I was torn on whether or not to actually do a post on the Mallard. There is not a more ordinary duck out there and possibly not a more well-known bird in America. When people say “duck,” they think either of the white Aflac duck or of the Mallard… or maybe Donald or Daffy. Mallards are ubiquitous throughout most of the United States, with only a few southern parts being their wintering range when migrating. The bulk of the continental US, including Kansas.

Mallards are exceptionally adaptable birds, with Mallards being spread out around the world and finding ways to live in a variety of environments. Mallards particularly seem to have a talent for learning to live among humans, with Mallards seeming to occupy every park, pond, lake, or body of water they can find. For instance, I have a group of Mallards that visit my backyard every single afternoon because, on occasion, the rains produce deep puddles in the field just behind my house. They stop by now even without puddles because they know there’s gonna be deer corn. Mallards love corn.

Mallard female and her duckling

Speaking of, corn is a healthy snack you can feed Mallards and other waterfowl at the park. A lot of people like to bring bread with them to feed the ducks, but please do not do this. Bread has zero nutrition and is actually difficult for the ducks to digest. It is not good for them. Instead, bring dried corn or oats.

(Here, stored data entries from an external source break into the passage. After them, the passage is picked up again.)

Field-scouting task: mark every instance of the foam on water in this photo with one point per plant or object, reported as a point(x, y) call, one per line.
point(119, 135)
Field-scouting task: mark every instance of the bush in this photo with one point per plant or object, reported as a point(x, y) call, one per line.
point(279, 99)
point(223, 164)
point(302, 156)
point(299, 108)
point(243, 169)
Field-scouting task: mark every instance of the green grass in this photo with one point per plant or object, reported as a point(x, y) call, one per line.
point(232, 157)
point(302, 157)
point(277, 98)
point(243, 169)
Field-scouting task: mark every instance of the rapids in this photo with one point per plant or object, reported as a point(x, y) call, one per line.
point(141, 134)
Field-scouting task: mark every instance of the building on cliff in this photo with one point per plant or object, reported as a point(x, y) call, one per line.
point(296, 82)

If you want Mallards in your backyard, you’ll need water. Build a pond or any other natural body of water where the ducks can reasonably swim and they’ll likely stop by. You can increase your odds of a Mallard visitor by also having something for them to eat, such as corn.

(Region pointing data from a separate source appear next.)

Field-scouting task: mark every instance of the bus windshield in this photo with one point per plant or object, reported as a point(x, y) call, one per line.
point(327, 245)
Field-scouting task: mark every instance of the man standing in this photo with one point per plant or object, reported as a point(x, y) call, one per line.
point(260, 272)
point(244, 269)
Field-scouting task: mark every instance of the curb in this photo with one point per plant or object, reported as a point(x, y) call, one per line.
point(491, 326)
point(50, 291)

Mallards are social birds, preferring to hang out in groups. If they aren’t in a group, they’re generally seen as a male/female pair. Contrary to popular belief, Mallards do not mate for life. They’ll mate for a single breeding season and then the male will take off as soon as the female lays eggs. This is why you’ll never see a male and female leading a group of ducklings around.

There isn’t a delicate way to put this next bit of information: Mallards are kinda rapey. If a male Mallard is not successfully paired, he will actively seek out a female that does not have a clutch of eggs or ducklings and attempt to rectify this by force. During the peak of their mating season, they will even force themselves upon ducks of other species or even other male Mallards. Groups of unpaired males will even hunt down a female and proceed to take turns copulating with her. This process is not pleasant for the female, but unfortunately, nature is not always pleasant.

Mallard
This Mallard let me get nice and close. Just look at the complex patterns his feathers form and the iridescent hues on his head.

We kind of want to have this almost “Disney” view of birds as these happy creatures, but it’s hard being a bird. They’re gorgeous, fun to watch and listen to, and fascinating for us, but it’s easy to forget that they’re just out there trying to survive. Some are doing better than others and the Mallard is one of the ones doing well. Their crude mating habits are one reason why they’re such a successful species. I’ll do a post at some point about the “dark side” of birds, but for now, we’ll leave it at that.

Sorry my normally fun posts about your favorite birds got a little on the dour side! On another less-than-happy note, I don’t believe I’ll have new photos for the Friday post. I’ll still post an update, but don’t expect new pictures. My week has been insanely full!